What are AI agents, really?
From https://x.com/Suhail/status/1714019609224044654
In the last post, I wrote about AI agents as product managers but realized that as it's a very new term, it might not yet be clear to everyone what it means. Let's establish the term here.
"AI Agents" are causing a lot of hum and buzz in the AI ecosystem. AutoGPT is the fastest-growing GitHub repository ever in terms of stars, having crossed the 150k stars by now.
Additionally, it seems like almost daily, new agent projects are being created. See XAgent, AutoGPT, BabyAGI, AutoGen, …
But what are AI agents?
AI agents, or intelligent agents, are computer programs or systems designed to perceive their environment, make decisions, and take actions autonomously in order to achieve goals. They can be simple or complex, and examples include a thermostat, a human being, or any system that meets the definition. AI agents are often described schematically as an abstract functional system similar to a computer program. They can be autonomous, meaning they are designed to function in the absence of human intervention.
So why not just call them assistants? Thinking of an agent as an assistant is a pretty good approximation and will probably suffice for most people. However, agents can also act outside of a human assistant use-case, where the agent might just be part of a larger system.
For that, let's take a look at Langchain’s definition of an agent:
The core idea of agents is to use an LLM to choose a sequence of actions to take. In chains, a sequence of actions is hardcoded (in code). In agents, a language model is used as a reasoning engine to determine which actions to take and in which order.
What even is a chain? Let's say we have many company contracts in Google Drive stored as PDFs. We try to look something up in these contracts, but doing that manually is very cumbersome.

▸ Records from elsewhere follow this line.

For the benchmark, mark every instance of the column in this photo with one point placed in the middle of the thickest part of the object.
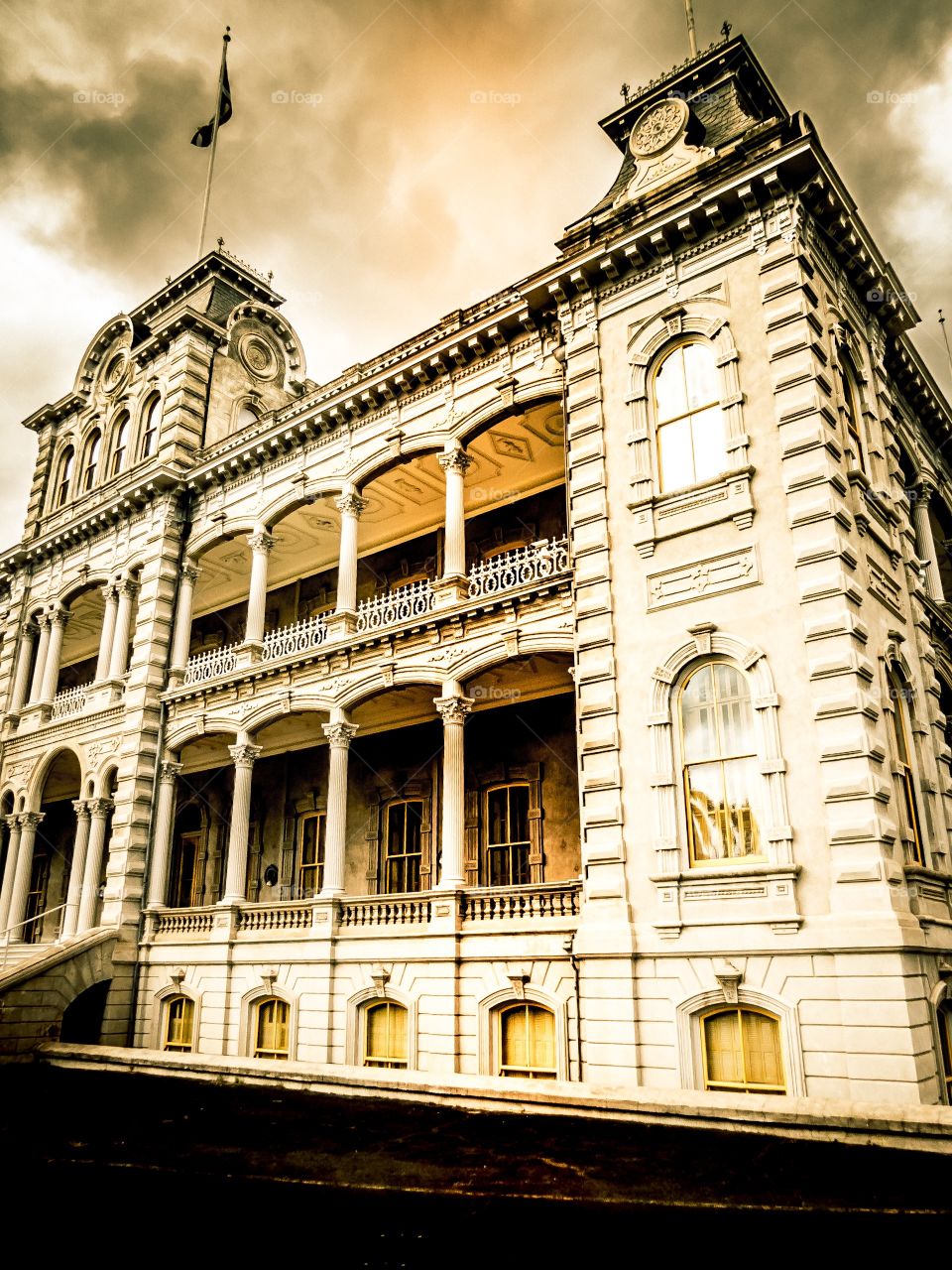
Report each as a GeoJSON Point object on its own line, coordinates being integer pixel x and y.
{"type": "Point", "coordinates": [453, 708]}
{"type": "Point", "coordinates": [99, 810]}
{"type": "Point", "coordinates": [127, 590]}
{"type": "Point", "coordinates": [261, 544]}
{"type": "Point", "coordinates": [244, 756]}
{"type": "Point", "coordinates": [924, 541]}
{"type": "Point", "coordinates": [105, 639]}
{"type": "Point", "coordinates": [349, 504]}
{"type": "Point", "coordinates": [44, 625]}
{"type": "Point", "coordinates": [28, 635]}
{"type": "Point", "coordinates": [51, 670]}
{"type": "Point", "coordinates": [30, 824]}
{"type": "Point", "coordinates": [76, 869]}
{"type": "Point", "coordinates": [339, 734]}
{"type": "Point", "coordinates": [454, 465]}
{"type": "Point", "coordinates": [188, 576]}
{"type": "Point", "coordinates": [13, 846]}
{"type": "Point", "coordinates": [169, 774]}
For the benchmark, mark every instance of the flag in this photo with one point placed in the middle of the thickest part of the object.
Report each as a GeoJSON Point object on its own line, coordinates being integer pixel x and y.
{"type": "Point", "coordinates": [203, 136]}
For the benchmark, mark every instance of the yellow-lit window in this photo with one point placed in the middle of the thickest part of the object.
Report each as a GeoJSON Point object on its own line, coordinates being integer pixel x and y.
{"type": "Point", "coordinates": [508, 834]}
{"type": "Point", "coordinates": [742, 1051]}
{"type": "Point", "coordinates": [688, 417]}
{"type": "Point", "coordinates": [720, 765]}
{"type": "Point", "coordinates": [385, 1038]}
{"type": "Point", "coordinates": [179, 1023]}
{"type": "Point", "coordinates": [272, 1029]}
{"type": "Point", "coordinates": [403, 846]}
{"type": "Point", "coordinates": [909, 811]}
{"type": "Point", "coordinates": [527, 1042]}
{"type": "Point", "coordinates": [309, 853]}
{"type": "Point", "coordinates": [63, 475]}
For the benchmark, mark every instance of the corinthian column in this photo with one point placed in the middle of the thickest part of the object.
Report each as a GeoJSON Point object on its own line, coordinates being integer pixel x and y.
{"type": "Point", "coordinates": [30, 824]}
{"type": "Point", "coordinates": [244, 756]}
{"type": "Point", "coordinates": [76, 869]}
{"type": "Point", "coordinates": [453, 710]}
{"type": "Point", "coordinates": [339, 735]}
{"type": "Point", "coordinates": [182, 622]}
{"type": "Point", "coordinates": [99, 810]}
{"type": "Point", "coordinates": [105, 639]}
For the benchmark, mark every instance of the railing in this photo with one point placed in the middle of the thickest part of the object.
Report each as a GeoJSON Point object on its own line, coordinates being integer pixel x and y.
{"type": "Point", "coordinates": [520, 568]}
{"type": "Point", "coordinates": [395, 607]}
{"type": "Point", "coordinates": [185, 921]}
{"type": "Point", "coordinates": [404, 911]}
{"type": "Point", "coordinates": [299, 638]}
{"type": "Point", "coordinates": [211, 665]}
{"type": "Point", "coordinates": [552, 899]}
{"type": "Point", "coordinates": [277, 917]}
{"type": "Point", "coordinates": [70, 701]}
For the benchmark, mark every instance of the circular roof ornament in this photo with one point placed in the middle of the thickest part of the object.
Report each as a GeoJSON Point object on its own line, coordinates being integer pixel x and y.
{"type": "Point", "coordinates": [657, 127]}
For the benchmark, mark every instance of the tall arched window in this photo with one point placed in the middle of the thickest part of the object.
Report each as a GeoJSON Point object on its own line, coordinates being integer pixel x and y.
{"type": "Point", "coordinates": [527, 1044]}
{"type": "Point", "coordinates": [63, 475]}
{"type": "Point", "coordinates": [272, 1028]}
{"type": "Point", "coordinates": [150, 429]}
{"type": "Point", "coordinates": [910, 826]}
{"type": "Point", "coordinates": [121, 440]}
{"type": "Point", "coordinates": [90, 458]}
{"type": "Point", "coordinates": [742, 1051]}
{"type": "Point", "coordinates": [688, 417]}
{"type": "Point", "coordinates": [385, 1035]}
{"type": "Point", "coordinates": [720, 765]}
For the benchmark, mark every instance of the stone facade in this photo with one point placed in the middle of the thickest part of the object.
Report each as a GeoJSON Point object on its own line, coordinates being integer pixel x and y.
{"type": "Point", "coordinates": [368, 702]}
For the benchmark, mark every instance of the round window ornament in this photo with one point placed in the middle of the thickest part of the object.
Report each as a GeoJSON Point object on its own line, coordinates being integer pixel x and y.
{"type": "Point", "coordinates": [258, 357]}
{"type": "Point", "coordinates": [657, 127]}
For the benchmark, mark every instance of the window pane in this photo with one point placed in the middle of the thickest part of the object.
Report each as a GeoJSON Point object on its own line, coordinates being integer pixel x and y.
{"type": "Point", "coordinates": [710, 448]}
{"type": "Point", "coordinates": [675, 456]}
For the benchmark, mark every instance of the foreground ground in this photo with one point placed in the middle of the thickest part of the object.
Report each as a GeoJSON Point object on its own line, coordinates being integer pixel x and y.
{"type": "Point", "coordinates": [411, 1184]}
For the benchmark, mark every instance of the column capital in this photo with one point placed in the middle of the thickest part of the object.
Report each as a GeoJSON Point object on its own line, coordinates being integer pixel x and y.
{"type": "Point", "coordinates": [456, 461]}
{"type": "Point", "coordinates": [453, 710]}
{"type": "Point", "coordinates": [340, 734]}
{"type": "Point", "coordinates": [169, 771]}
{"type": "Point", "coordinates": [244, 754]}
{"type": "Point", "coordinates": [261, 540]}
{"type": "Point", "coordinates": [350, 504]}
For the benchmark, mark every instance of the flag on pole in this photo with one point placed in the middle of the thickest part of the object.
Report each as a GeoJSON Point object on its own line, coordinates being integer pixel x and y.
{"type": "Point", "coordinates": [203, 136]}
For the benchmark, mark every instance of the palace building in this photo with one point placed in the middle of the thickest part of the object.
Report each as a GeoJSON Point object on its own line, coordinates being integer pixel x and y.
{"type": "Point", "coordinates": [563, 694]}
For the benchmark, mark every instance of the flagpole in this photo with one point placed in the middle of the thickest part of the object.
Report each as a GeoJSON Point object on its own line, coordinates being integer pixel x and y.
{"type": "Point", "coordinates": [226, 39]}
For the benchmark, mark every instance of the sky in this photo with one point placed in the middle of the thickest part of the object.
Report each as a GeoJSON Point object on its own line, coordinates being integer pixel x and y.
{"type": "Point", "coordinates": [393, 160]}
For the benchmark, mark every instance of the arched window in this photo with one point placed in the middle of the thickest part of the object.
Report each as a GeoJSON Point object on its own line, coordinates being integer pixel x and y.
{"type": "Point", "coordinates": [720, 765]}
{"type": "Point", "coordinates": [900, 695]}
{"type": "Point", "coordinates": [150, 429]}
{"type": "Point", "coordinates": [90, 460]}
{"type": "Point", "coordinates": [121, 440]}
{"type": "Point", "coordinates": [527, 1042]}
{"type": "Point", "coordinates": [851, 413]}
{"type": "Point", "coordinates": [272, 1028]}
{"type": "Point", "coordinates": [403, 846]}
{"type": "Point", "coordinates": [688, 417]}
{"type": "Point", "coordinates": [742, 1051]}
{"type": "Point", "coordinates": [63, 475]}
{"type": "Point", "coordinates": [508, 844]}
{"type": "Point", "coordinates": [385, 1035]}
{"type": "Point", "coordinates": [179, 1024]}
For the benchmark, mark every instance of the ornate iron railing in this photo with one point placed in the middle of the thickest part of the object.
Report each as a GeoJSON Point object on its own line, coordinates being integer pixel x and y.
{"type": "Point", "coordinates": [520, 568]}
{"type": "Point", "coordinates": [298, 638]}
{"type": "Point", "coordinates": [211, 665]}
{"type": "Point", "coordinates": [395, 607]}
{"type": "Point", "coordinates": [70, 701]}
{"type": "Point", "coordinates": [551, 899]}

If we would have a search engine to search in all those documents with natural language, that would be amazing... This use-case we've just described is the "Hello World" application of LLMs and a typical starting point for many people. How would we implement such a system? With a program that executes a (chained) sequence of steps:
Read all PDFs from the folder
Parse all PDFs and extract the text (there are libraries in all major languages doing this already)

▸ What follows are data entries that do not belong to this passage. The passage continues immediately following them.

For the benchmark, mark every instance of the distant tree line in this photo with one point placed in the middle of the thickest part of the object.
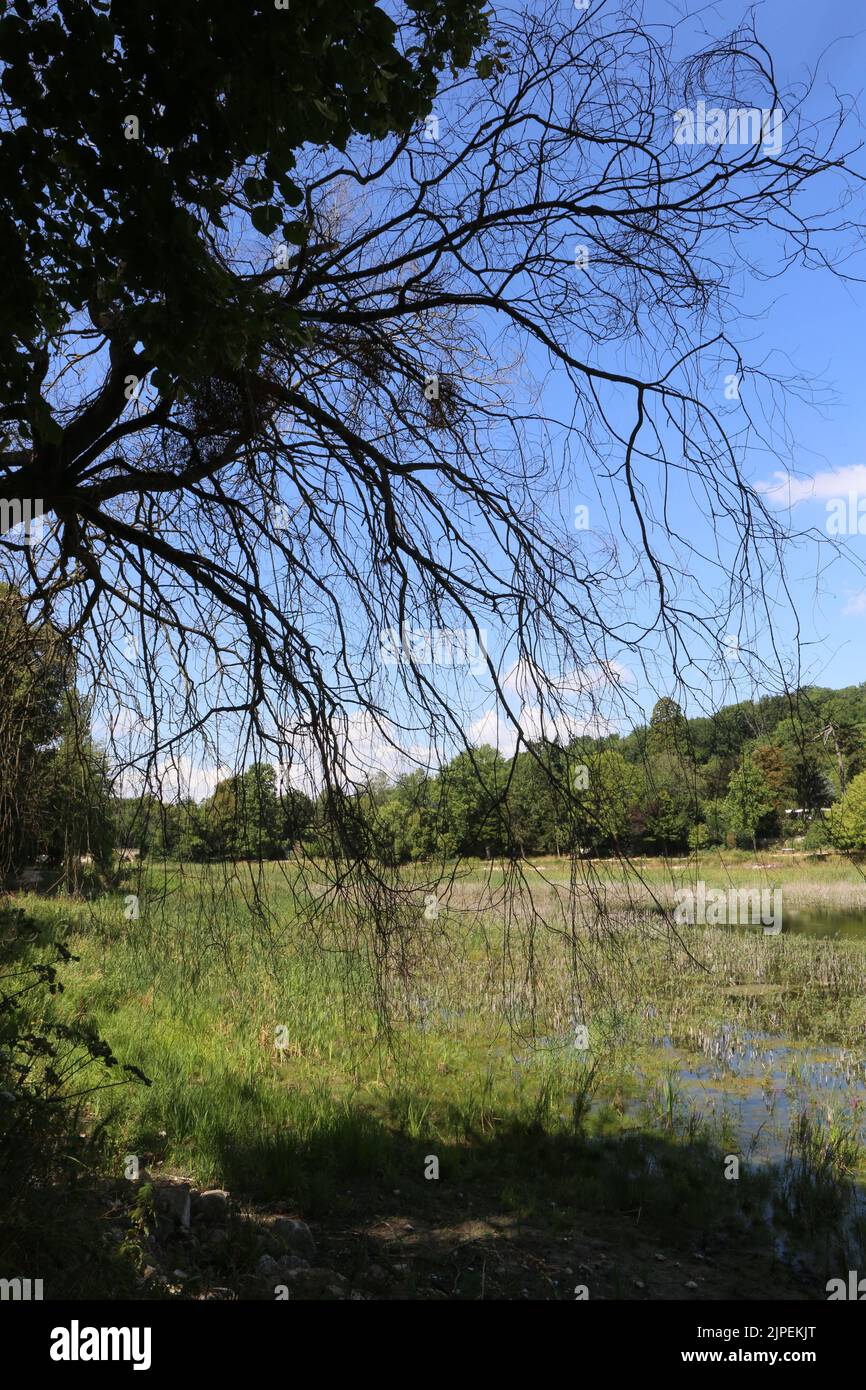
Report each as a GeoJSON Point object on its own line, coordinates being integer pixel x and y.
{"type": "Point", "coordinates": [748, 774]}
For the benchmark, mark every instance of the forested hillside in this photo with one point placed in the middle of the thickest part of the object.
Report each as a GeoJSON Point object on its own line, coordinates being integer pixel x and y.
{"type": "Point", "coordinates": [754, 772]}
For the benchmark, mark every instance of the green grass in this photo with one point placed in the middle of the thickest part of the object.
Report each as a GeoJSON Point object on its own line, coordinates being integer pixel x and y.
{"type": "Point", "coordinates": [476, 1064]}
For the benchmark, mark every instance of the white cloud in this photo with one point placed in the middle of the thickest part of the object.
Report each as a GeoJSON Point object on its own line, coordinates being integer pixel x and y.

For each PDF document, chunk it up in smaller pieces, such as about 200 words. We usually chunk by tokens, but can for simplicity assume that a chunk is roughly one token. A token is just word in the vocalubary of the language model
There are some language models specialized on turning text into vectors, also called embeddings. We now take the text chunk, tokenize it, meaning turning the text into a bunch of numbers. Those numbers we now put into the language model, which gives us again a bunch of numbers, which we call an embedding vector. That embedding vector usually has 512 - 1536 dimensions.
Now we store the small chunks together with the vectors related to the chunks in a database that is optimized for fast similarity search of these vectors.

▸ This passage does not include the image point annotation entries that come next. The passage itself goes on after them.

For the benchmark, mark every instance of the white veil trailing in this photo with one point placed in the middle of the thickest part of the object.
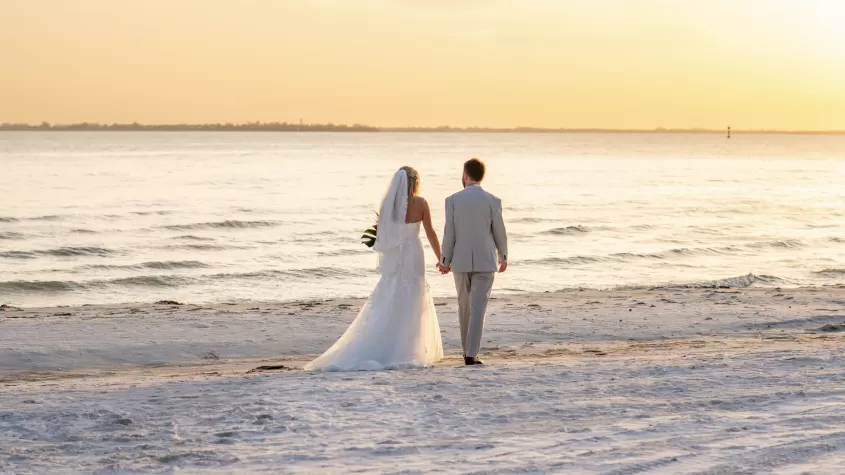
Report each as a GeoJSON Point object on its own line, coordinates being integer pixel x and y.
{"type": "Point", "coordinates": [391, 223]}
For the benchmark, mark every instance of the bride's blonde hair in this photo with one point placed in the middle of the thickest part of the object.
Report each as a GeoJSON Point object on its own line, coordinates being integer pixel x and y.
{"type": "Point", "coordinates": [413, 181]}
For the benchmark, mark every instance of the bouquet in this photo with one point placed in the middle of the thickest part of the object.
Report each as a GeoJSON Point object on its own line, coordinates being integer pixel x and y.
{"type": "Point", "coordinates": [369, 237]}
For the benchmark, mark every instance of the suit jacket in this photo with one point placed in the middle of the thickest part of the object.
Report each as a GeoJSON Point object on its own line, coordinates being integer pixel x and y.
{"type": "Point", "coordinates": [475, 239]}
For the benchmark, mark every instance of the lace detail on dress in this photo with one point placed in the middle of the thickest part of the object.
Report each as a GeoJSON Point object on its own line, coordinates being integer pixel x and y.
{"type": "Point", "coordinates": [398, 326]}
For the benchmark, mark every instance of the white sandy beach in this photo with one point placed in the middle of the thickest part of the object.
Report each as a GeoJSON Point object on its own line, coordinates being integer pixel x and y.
{"type": "Point", "coordinates": [640, 381]}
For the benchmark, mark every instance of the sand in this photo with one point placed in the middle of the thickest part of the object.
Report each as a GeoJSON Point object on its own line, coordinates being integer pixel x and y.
{"type": "Point", "coordinates": [639, 381]}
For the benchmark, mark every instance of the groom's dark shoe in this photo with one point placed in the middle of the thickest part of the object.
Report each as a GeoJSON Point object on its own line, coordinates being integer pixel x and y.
{"type": "Point", "coordinates": [472, 361]}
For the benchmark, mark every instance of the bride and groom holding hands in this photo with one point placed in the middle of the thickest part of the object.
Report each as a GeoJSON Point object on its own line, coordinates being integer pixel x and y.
{"type": "Point", "coordinates": [398, 327]}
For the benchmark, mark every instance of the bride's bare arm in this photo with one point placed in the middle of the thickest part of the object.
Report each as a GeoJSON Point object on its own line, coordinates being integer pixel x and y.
{"type": "Point", "coordinates": [430, 233]}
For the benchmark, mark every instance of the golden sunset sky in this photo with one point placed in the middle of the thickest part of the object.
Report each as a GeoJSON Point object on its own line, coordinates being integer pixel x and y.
{"type": "Point", "coordinates": [752, 64]}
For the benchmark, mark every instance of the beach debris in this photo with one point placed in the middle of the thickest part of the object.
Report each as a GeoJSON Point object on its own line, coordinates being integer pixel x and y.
{"type": "Point", "coordinates": [278, 367]}
{"type": "Point", "coordinates": [833, 327]}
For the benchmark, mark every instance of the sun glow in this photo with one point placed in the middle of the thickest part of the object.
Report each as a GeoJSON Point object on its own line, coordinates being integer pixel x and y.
{"type": "Point", "coordinates": [826, 22]}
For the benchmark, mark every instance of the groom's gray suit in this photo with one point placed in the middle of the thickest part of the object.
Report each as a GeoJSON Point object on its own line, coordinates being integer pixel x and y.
{"type": "Point", "coordinates": [474, 243]}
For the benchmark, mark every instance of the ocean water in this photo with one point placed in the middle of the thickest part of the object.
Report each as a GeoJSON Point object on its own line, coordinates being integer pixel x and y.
{"type": "Point", "coordinates": [207, 217]}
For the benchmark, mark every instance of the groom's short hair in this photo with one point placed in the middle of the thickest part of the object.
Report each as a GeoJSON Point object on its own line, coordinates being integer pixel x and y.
{"type": "Point", "coordinates": [475, 169]}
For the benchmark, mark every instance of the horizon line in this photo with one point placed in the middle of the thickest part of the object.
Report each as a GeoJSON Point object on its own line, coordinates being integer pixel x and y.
{"type": "Point", "coordinates": [259, 126]}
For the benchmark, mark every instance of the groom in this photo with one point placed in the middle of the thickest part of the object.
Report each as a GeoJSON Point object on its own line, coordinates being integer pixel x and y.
{"type": "Point", "coordinates": [474, 242]}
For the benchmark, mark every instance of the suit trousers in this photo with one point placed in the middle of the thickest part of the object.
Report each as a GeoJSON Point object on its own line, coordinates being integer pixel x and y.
{"type": "Point", "coordinates": [473, 294]}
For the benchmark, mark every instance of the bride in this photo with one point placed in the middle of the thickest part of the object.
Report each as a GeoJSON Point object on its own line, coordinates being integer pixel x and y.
{"type": "Point", "coordinates": [397, 327]}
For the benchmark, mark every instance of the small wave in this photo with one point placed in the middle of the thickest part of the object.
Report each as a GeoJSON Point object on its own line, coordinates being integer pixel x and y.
{"type": "Point", "coordinates": [11, 235]}
{"type": "Point", "coordinates": [567, 231]}
{"type": "Point", "coordinates": [148, 213]}
{"type": "Point", "coordinates": [575, 260]}
{"type": "Point", "coordinates": [785, 244]}
{"type": "Point", "coordinates": [191, 237]}
{"type": "Point", "coordinates": [344, 252]}
{"type": "Point", "coordinates": [167, 265]}
{"type": "Point", "coordinates": [630, 256]}
{"type": "Point", "coordinates": [831, 272]}
{"type": "Point", "coordinates": [55, 286]}
{"type": "Point", "coordinates": [229, 224]}
{"type": "Point", "coordinates": [202, 247]}
{"type": "Point", "coordinates": [305, 273]}
{"type": "Point", "coordinates": [15, 286]}
{"type": "Point", "coordinates": [77, 251]}
{"type": "Point", "coordinates": [17, 255]}
{"type": "Point", "coordinates": [58, 252]}
{"type": "Point", "coordinates": [739, 282]}
{"type": "Point", "coordinates": [530, 220]}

We're done with building our index, now we can ask a question and answer it.
Let's say the question is, "What's the PTO policy in the contracts from last year?". What we do now is repeat step 4 for this question - get the embedding vector for this input question. With that vector, we now ask the database to give us the nearest neighbor vectors with the smallest distance to this vector in the vector space. Usually, the euclidean distance is used for this.
we now take the text chunks and concatenate them for those neighbors. With those and the request query, we now send an input question of this form to the LLM:
This is the context:
===========================
all our text chunks from the pdfs, with potentially thousands of tokens
===========================
Based on the context above, answer the query:
What's the PTO policy in the contracts from last year?
9. In other words, we're gathering a bunch of context that we "stuff into" the LLM prompt and we hope that based on this context the LLM can give us a great answer.
This is called RAG. Retrieval Augmented Generation. Libraries like LlamaIndex and LangChain exist to make this pattern accessible.
Cool. How do agents now come into play?
Let's say we're not just gathering PDFs but trying to extract data from a relational database such as MySQL.
And let's say that when we try that, we can't correctly extract the data from the database.
But what's the issue?
Is it the database connection?
Has the table we're looking at maybe been renamed? Has the column been renamed?
While we can have a chain trying to get data from a database with a predefined order of steps, this problem can be solved with an agent. An agent would be a system in which we let the LLM decide which steps to take to extract the data, based on the latest feedback it gets from its environment, in this case the database.
The agent might look at the database error and realize that the table has been renamed. It tries another query and succeeds. In other words, we can use an LLM to debug a flow. So an LLM is basically the "brain" of an agent.
There are many more examples of agents, but as this post already got longer than anticipated, for now I'll leave it at that. I hope this helped a bit to understand the different concepts.
Coming back to the question - are agents a fad? Is it hype?
In any new discipline, new terms need to be established. I think it's normal that not everyone has the exact definition for an agent. Establishing a clear term will take us a while, but I'm sure we'll get there.
However, I also believe that, yes, there is a lot of hype right now, and it's essential to take a step back, and reflecting on the problems we want to solve. Agents are a cool "what" - but what's the "why"?